Quick start: You can use binder to see and explore the tool quickly and interactively in the browser:
The good:
All the main mathematical functions (sin, cos, atan2, …) and operators (+,/,^, …) are supported as are ranges (A5:D7), and functions like MIN, MAX, INDEX, LOOKUP, and LINEST.
The codebase is small, relatively fast and should be easy to understand and extend.
I have tested it extensively on spreadsheets with 10 sheets & more than 10000 formulae. In that case calculation of the equations takes about 50ms and agrees with Excel up to 5 decimal places.
The bad:
My development is driven by the particular spreadsheets I need to handle so I have only added support for functions that I need.
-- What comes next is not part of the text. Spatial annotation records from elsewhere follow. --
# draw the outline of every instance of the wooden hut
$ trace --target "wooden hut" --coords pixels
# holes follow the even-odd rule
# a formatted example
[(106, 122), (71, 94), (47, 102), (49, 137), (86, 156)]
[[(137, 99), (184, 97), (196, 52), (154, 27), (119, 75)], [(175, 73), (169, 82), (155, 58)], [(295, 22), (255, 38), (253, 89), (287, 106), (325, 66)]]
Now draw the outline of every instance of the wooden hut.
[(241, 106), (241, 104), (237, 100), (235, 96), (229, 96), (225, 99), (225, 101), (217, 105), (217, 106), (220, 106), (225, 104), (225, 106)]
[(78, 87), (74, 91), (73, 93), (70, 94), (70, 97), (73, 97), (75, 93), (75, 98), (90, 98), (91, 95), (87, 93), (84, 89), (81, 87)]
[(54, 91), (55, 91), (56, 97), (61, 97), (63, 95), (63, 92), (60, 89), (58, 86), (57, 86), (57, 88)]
However, it is should be straightforward to add support for others.
The code does currently not support cell references so a function like OFFSET would take some more work to implement. Not inherently difficult, its just that I have had no need for references yet. Also, for obvious reasons, any VBA code is not compiled but needs to be re-implemented manually on the python side.
The Ugly:
The resulting graph-based code is fast enough for my purposes but to make it truly fast you would probably replace the graph with a dependency tracker based on sparse matrices or something similar.
Excel Addin
It’s possible to run pycel as an excel addin using PyXLL. Simply place pyxll.xll and pyxll.py in the lib directory and add the xll file to the Excel Addins list as explained in the pyxll documentation.
Acknowledgements
This code was originally made possible thanks to the python port of Eric Bachtal’s Excel formula parsing code by Robin Macharg.
The code currently uses a tokenizer of similar origin from the openpyxl library.
Changes
1.0b0 (2018-12-25)
Major changes
Converted to Python 3.4+
Removed Windows Excel COM driver (openpyxl is used for all xlsx reading)
Add support for defined names
Add support for structured references
Fix support for relative formulas
set_value() and evaluate() support ranges and lists
Add several more library functions
Add AddressRange and AddressCell classes to encapsulate address calcs
Add validate_calcs() to aid debugging excellib functions
Add build feature which can limit recompile to only when excel file changes
Improved handling for #DIV0! and #VALUE!
Compatibility
Tests run on Python 3.4, 3.5, 3.6, 3.7 (via tox)
Python 2 no longer supported
Other Changes
Heavily refactored ExcelCompiler
Moved all formula evaluation, parsing, etc, code to ExcelFormula class
Convert to using openpyxl tokenizer
Converted prints to logging calls
Convert to using pytest
Add support for travis and codecov.io
100% unit test coverage (mostly)
Add debuggable formula evaluation
Cleanup generated Python code to make easier to read
Add a text format (yaml or json) serialization format
flake8 (pep8) checks added
pip now handles which Python versions can be used
Release to PyPI
Docs updated
Bugfixes
Numerous
0.0.1 (unreleased)
Original version available from Dirk Ggorissen’s Pycel Github Page.